Over the trailing year, semiconductor and technology firm Nvidia (NASDAQ:NVDA) has taken stakeholders on a wild ride. Right around this point in 2018, Nvidia stock was desperately treading water after a sharp bout of volatility. Unfortunately, the increasingly vitriolic U.S.-China trade war clouded the entire tech sector.
Seemingly, though, we’re on the verge of completing this geopolitical cycle. After several rounds of retaliatory tariffs and a bitter war of words, President Donald Trump recently hinted that he may sign a “phase one” deal with China as early as next month. In response, the broader markets gained on the news, as did the NVDA stock price.
Of course, if this isn’t another head-fake, a substantive deal would mean the world for the technology sector. Although NVDA competes vigorously against rivals such as Intel (NASDAQ:INTC) and Advanced Micro Devices (NASDAQ:AMD), the apparent easing of tensions between the U.S. and China is a case of a rising tide lifting all boats.
Roughly speaking, China’s market represents about 44% of Nvidia’s revenue allocation. Naturally, any positive relationship between the U.S. and China has a direct impact on Nvidia stock. And it’s not just a matter of this front-facing statistic.
For example, Nvidia is a leader in artificial intelligence platforms, which has strong implications for driverless vehicle technologies. Here, China owns the biggest automotive market. Thus, any poor relationship with the world’s second-biggest economy isn’t just an immediate impact to NVDA stock. Rather, it imposes limitations on forward-looking opportunities.
Therefore, Trump’s announcement gives Nvidia stock the catalyst it needs to maintain its recent momentum. But another development sets the stage for NVDA moving well past many of its competitors.
Separating the Men from the Boys
A few days ago, I discussed one of the most groundbreaking events in the tech sphere. I wrote:
Just recently, internet giant Alphabet (NASDAQ:GOOG, NASDAQ:GOOGL) made a breakthrough in quantum computing. Utilizing a next-generation processor, Alphabet’s quantum computer resolved a problem that would take a traditional supercomputer 10,000 years to solve.
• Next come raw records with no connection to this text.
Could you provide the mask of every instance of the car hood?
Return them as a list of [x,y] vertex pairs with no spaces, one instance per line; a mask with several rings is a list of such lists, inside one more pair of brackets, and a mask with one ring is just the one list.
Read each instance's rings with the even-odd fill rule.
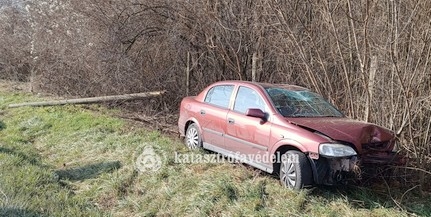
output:
[[[287,118],[300,127],[318,131],[333,140],[354,144],[362,152],[364,144],[377,144],[393,141],[392,131],[375,124],[349,118]],[[387,147],[390,148],[390,147]]]

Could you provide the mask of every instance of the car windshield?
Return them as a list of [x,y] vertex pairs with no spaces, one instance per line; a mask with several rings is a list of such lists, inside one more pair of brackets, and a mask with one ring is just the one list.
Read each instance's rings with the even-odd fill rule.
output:
[[288,90],[280,87],[265,88],[275,108],[284,117],[343,117],[322,96],[307,90]]

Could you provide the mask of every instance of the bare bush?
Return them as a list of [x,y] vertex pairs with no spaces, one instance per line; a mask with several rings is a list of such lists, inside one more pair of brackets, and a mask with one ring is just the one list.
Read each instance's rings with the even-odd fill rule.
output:
[[[183,96],[218,80],[303,85],[352,118],[394,130],[412,165],[429,171],[430,6],[373,0],[31,1],[2,9],[0,71],[17,79],[31,75],[41,90],[61,95],[168,89],[152,108],[174,112]],[[418,174],[424,183],[425,173]]]
[[30,73],[29,24],[12,2],[0,7],[0,78],[27,81]]

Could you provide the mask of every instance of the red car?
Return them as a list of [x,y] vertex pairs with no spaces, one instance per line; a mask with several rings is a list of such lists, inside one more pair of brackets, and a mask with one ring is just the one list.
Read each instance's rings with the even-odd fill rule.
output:
[[349,119],[294,85],[214,83],[182,100],[178,127],[189,148],[276,173],[291,189],[342,183],[367,164],[399,161],[392,131]]

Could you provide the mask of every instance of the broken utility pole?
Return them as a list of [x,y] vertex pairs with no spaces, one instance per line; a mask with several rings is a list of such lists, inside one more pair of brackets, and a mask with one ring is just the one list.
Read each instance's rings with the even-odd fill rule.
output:
[[108,102],[108,101],[115,101],[115,100],[126,101],[126,100],[135,100],[135,99],[143,99],[143,98],[160,96],[164,93],[166,93],[166,90],[145,92],[145,93],[132,93],[132,94],[124,94],[124,95],[113,95],[113,96],[53,100],[53,101],[45,101],[45,102],[28,102],[28,103],[10,104],[9,108],[17,108],[17,107],[23,107],[23,106],[37,107],[37,106],[56,106],[56,105],[67,105],[67,104],[90,104],[90,103]]

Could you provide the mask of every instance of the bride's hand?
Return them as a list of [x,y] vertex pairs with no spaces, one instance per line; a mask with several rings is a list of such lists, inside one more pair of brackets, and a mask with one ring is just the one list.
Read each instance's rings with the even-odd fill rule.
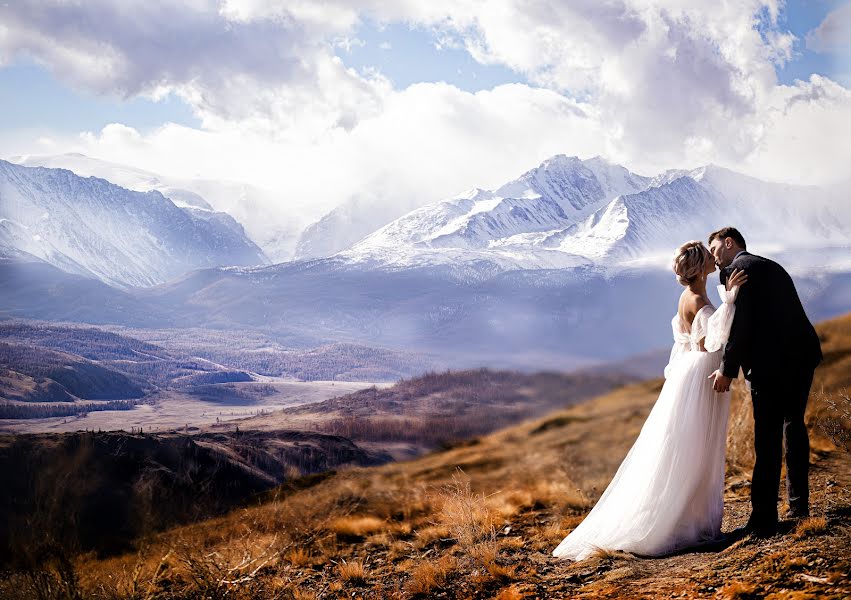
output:
[[734,269],[730,278],[727,280],[727,291],[729,292],[736,286],[744,285],[748,280],[748,274],[741,269]]

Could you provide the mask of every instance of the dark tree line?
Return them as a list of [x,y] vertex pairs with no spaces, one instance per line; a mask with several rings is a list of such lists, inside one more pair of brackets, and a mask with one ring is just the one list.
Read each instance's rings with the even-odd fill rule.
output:
[[130,410],[138,400],[110,400],[108,402],[78,402],[61,404],[0,404],[0,419],[45,419],[47,417],[75,417],[98,410]]

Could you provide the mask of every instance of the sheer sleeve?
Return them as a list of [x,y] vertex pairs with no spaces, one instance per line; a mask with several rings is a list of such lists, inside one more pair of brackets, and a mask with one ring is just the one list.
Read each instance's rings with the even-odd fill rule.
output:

Critics pointed out that Alphabet’s achievement was a singular, narrowly focused test. And to be fair, its quantum computer doesn’t have immediate practical applications due to complexity and cost, among other factors. But as tech researcher Hartmut Neven countered, this was a Sputnik moment for Alphabet. “Sputnik didn’t do much either. It circled the Earth. Yet it was the start of the space age,” Neven said.
Although NVDA stock isn’t substantially levered to quantum computing, what Nvidia has is strong, stable financials. This year, they’re on track to exceed $2.6 billion in research and development expenditures, well more than its smaller rivals.
In other words, the company has the resources to get a head start on this exciting innovation. In doing so, the organization’s dollars will go much further, benefiting Nvidia stock longer term.
I say this because in the current semiconductor paradigm, meaningful advancements – and therefore, advantages – are harder to come by. According to Horst Simon, deputy director of Lawrence Berkeley National Laboratory, “…we’ve seen a kind of stagnation” in supercomputer advancements.
Put another way, near the peak of a tech platform, brand differences become less meaningful. This dynamic risks commoditization, which doesn’t really benefit a premium player like Nvidia stock.
But with a new technology like quantum computing, Nvidia has a chance to separate itself from the competition. Essentially, those who can afford the research and development costs can leap ahead. Those who can’t will fall desperately behind.
The Long Game Suits Nvidia Stock
But for now, Nvidia must compete within the context of “standard” innovations: I’m talking about segments such as AI, video games, and data centers. Don’t get me wrong as these are exciting sectors. Additionally, I’ve mentioned in prior InvestorPlace articles how Nvidia’s expertise in these areas will bolster NVDA stock.
Unfortunately, semiconductor firms must deal with the implications of Moore’s Law. Essentially, this concept states that semiconductor innovations will get increasingly expensive for increasingly marginal returns.
Again, this is a rat race for which Nvidia is not well suited. Admittedly, companies like AMD are simply better suited for developing powerful processors at rock-bottom prices. Perhaps the best Nvidia processor is better than the best AMD processor. However, the true differences between the two brands are becoming lost in the minutia.
But that won’t be the case for quantum computing or any other paradigm-shattering advancement. Where Nvidia stock comes alive is in the innovation game, not commoditization. Thus, if you have a longer-term outlook, NVDA makes a strong case for itself.
As of this writing, Josh Enomoto did not hold a position in any of the aforementioned securities.